By preventing the unwinding, the flutter of the film damper 26 is also eliminated, and the noise can be reduced.

Further, by performing the above-described excitation control, the driving torque as a whole is also reduced, so that a large and high-strength gear is not required, and the size of the apparatus can be reduced.

In this embodiment, the stator coil 44
The non-excitation time is provided in all the regions for the excitation of the film. However, the fluttering of the film damper 26 occurs because
Since it is only in the state of full winding on the winding roller 28,
Control may be performed such that the non-excitation time is provided only during the full winding. Normally, the entire winding is performed only at the time of initial position setting (initialization) immediately after the power is turned on. Therefore, only during this initialization, a non-excitation time may be provided.

In the present embodiment, the drive control of the motor 32 for winding the film damper 26 of the air conditioner 10 has been described as an example. However, any control that generates a reaction force can be applied.

[0042]

As described above, the method and apparatus for controlling the driving of a stepping motor according to the present invention reduce the driving torque of the motor and prevent the detent torque from being exceeded when the motor is stopped due to the driving of the motor.
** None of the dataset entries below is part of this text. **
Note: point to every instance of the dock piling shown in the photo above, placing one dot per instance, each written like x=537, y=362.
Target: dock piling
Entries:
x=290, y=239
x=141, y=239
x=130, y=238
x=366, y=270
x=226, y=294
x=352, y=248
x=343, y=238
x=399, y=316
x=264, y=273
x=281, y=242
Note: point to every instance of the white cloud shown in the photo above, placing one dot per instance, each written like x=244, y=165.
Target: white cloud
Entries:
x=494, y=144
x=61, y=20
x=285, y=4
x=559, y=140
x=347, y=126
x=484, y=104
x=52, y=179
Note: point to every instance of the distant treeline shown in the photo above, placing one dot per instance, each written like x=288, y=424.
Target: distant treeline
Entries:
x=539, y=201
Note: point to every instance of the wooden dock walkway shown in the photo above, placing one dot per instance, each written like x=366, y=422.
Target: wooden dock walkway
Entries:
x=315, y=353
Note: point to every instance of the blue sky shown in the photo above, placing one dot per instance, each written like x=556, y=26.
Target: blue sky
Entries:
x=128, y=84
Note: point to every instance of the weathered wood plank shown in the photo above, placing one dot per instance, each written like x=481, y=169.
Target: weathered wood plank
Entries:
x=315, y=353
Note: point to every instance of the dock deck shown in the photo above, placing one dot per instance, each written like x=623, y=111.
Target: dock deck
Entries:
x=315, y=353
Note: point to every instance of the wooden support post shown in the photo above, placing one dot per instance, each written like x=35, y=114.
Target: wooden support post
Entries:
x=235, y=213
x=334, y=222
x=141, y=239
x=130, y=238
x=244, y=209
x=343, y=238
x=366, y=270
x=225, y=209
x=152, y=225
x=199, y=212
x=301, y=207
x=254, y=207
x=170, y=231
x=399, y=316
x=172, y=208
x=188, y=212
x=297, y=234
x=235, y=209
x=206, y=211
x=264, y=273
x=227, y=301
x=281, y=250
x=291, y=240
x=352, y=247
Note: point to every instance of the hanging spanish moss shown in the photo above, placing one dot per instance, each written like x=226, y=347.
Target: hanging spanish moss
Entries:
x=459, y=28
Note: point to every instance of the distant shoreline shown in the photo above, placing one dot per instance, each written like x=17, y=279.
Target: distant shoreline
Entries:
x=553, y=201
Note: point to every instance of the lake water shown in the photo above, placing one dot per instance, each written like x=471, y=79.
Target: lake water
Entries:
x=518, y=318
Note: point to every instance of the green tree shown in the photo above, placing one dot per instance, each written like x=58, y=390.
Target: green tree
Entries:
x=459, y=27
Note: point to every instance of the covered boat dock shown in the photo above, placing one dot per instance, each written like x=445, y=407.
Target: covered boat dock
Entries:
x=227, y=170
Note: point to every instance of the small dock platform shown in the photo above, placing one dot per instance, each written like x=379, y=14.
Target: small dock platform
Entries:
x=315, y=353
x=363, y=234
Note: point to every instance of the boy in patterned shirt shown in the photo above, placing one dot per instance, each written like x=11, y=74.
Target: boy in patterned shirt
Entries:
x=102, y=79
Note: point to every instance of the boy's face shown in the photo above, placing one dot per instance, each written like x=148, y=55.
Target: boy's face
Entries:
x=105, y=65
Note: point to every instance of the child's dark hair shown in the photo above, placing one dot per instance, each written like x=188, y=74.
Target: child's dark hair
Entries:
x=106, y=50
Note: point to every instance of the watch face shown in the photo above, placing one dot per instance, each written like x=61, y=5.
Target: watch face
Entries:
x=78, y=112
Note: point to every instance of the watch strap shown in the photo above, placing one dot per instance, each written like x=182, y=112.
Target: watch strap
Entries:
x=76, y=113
It has an excellent effect that it can be produced.

[Brief description of the drawings]

FIG. 1 is a time chart for exciting a stator coil of a motor applied to the present embodiment.

FIG. 2 is a reaction force characteristic diagram when a film damper is wound according to the present embodiment.

FIG. 3 is a schematic configuration diagram of an air conditioner according to the present embodiment.

FIG. 4 is a perspective view of a film damper unit.

FIG. 5 is a sectional view showing an internal configuration of the motor.

FIG. 6 is a control block diagram.

FIG. 7 is a time chart for exciting a stator coil of a conventional motor.

FIG. 8 is a reaction force characteristic diagram when a conventional sheet film-shaped damper is wound up.

[Description of Signs] 24 Damper unit 26 Film damper 32 PM type stepping motor 34 Mainspring 38 Rotor 44 Stator coil 50 MPU (pulse generating means, exciting means, inhibiting means)

Claims (2)

(57) [Claims] 1. An air circulation device mounted on a drive shaft.
The film damper having a passage opening for
Driven by stepping motor while applying biasing force
Driven, the passage opening communicates with the desired outlet
Outlets, the outlets of which are selectively switched by
A drive control method of the stepping motor constituting a mouth adjusting mechanism , wherein a stator coil of each phase in the stepping motor is provided.
And a step in which all phases are not excited at predetermined intervals. 2. The apparatus is mounted on a drive shaft and circulates air.
The film damper having a passage opening for
Driven by stepping motor while applying biasing force
Driven, the passage opening communicates with the desired outlet
Outlets, the outlets of which are selectively switched by
Drive control device for stepping motor constituting mouth adjustment mechanism
A pulse generating means for generating a pulse having a constant period; and
Having an exciting means for exciting accordance with a predetermined order each phase of the stator coil in the stepping motor, and inhibiting means for inhibiting all predetermined time the excitation of each phase by the excitation means every predetermined cycle, the Stepping motor drive controller.